Make Ahead

Peanut Butter and Jelly on Whole Wheat Ice Cream

September 16, 2013
0 Ratings
  • Makes 1 qt
Author Notes

I don't like messing with good things, so when I think PB&J, I think of the sandwich. Now I put it in ice cream! The only important question: how do you like your crusts? The base is adapted from Jeni's Splendid Ice Cream. It has crunchy toast in every bite! —alikabbug

What You'll Need
  • 1 loaf whole wheat bread, split
  • 10 ounces cream
  • 1/3 cup honey
  • 1/3 cup granulated sugar
  • 2 tablespoons corn syrup
  • 4 teaspoons corn starch
  • 3 tablespoons cream cheese
  • 1 cup peanut butter
  • 1 cup jam of choice
  • salt
  1. Preheat oven to 300. Take four slices of the loaf of bread and cut them into 1/4 inch cubes. Pour melted butter on top, sprinkle salt and toss. Spread on baking sheet and toast until golden brown and dry. They should be buttery croutons. Cool and set aside.
  2. Take the rest of the bread loaf and place it in a medium sized pot. Pour the milk over the bread and heat on med/low heat until the milk starts to simmer. Remove the pot from the heat and cover. Let the bread steep in the milk for at least 3 hours (over night is totally fine).

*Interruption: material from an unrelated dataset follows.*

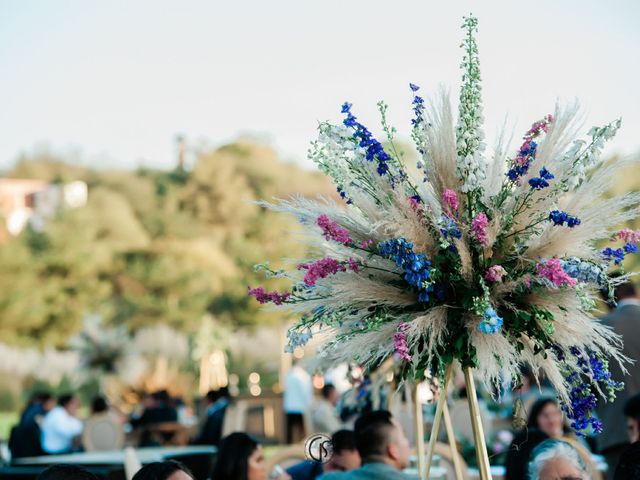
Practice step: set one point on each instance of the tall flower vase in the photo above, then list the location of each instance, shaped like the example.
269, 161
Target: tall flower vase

The bread will have soaked in a lot of the milk.
  3. Push the milk/bread mixture through a fine mesh strainer, or cheese cloth, to extract as much milk as possible. You want two cups of the liquid. If you end up with more than two cups, you can reduce the milk a little by bringing it up a simmer. If you end up with less than two cups of milk, you can add milk until you reach two cups. The point is that the milk taste like your bread, think cereal milk.
  4. Take the two cups of milk and place in pot with eight ounces of cream, honey, sugar, corn syrup and 1 tablespoon of salt. Heat over medium heat until mixture starts to simmer, making sure that all of the sugar has melted. Let simmer for five minutes.
  5. Make a slurry with the cornstarch and last two ounces of cream by whisking them together. Slowly stir the slurry into the milk mixture and bring back to a low bowl while stirring. Let simmer for an additional three minutes.
  6. In a separate bowl place the cream cheese. Pour a little bit of the hot milk mixture on the cream cheese and whisk together. Slowly add more of the milk until all of the milk and cream cheese is combined and there are no traces of lumps of cream cheese. Pour ice cream base into a plastic gallon back and cool in an ice bath. Chill in fridge overnight. Churn ice cream according to manufacturers directions.
  7. Mix the toast croutons into the churned ice cream. Scoop a 1/2 inch layer of the ice cream into your container, then spread a layer of peanut butter on top. Make another layer of ice cream then spread a layer of jam. Repeat this until all ice cream is used. Take a butter knife and dip all the way down in the ice cream and swirl the knife slightly to blend all the layers together. Freeze for three hours and enjoy!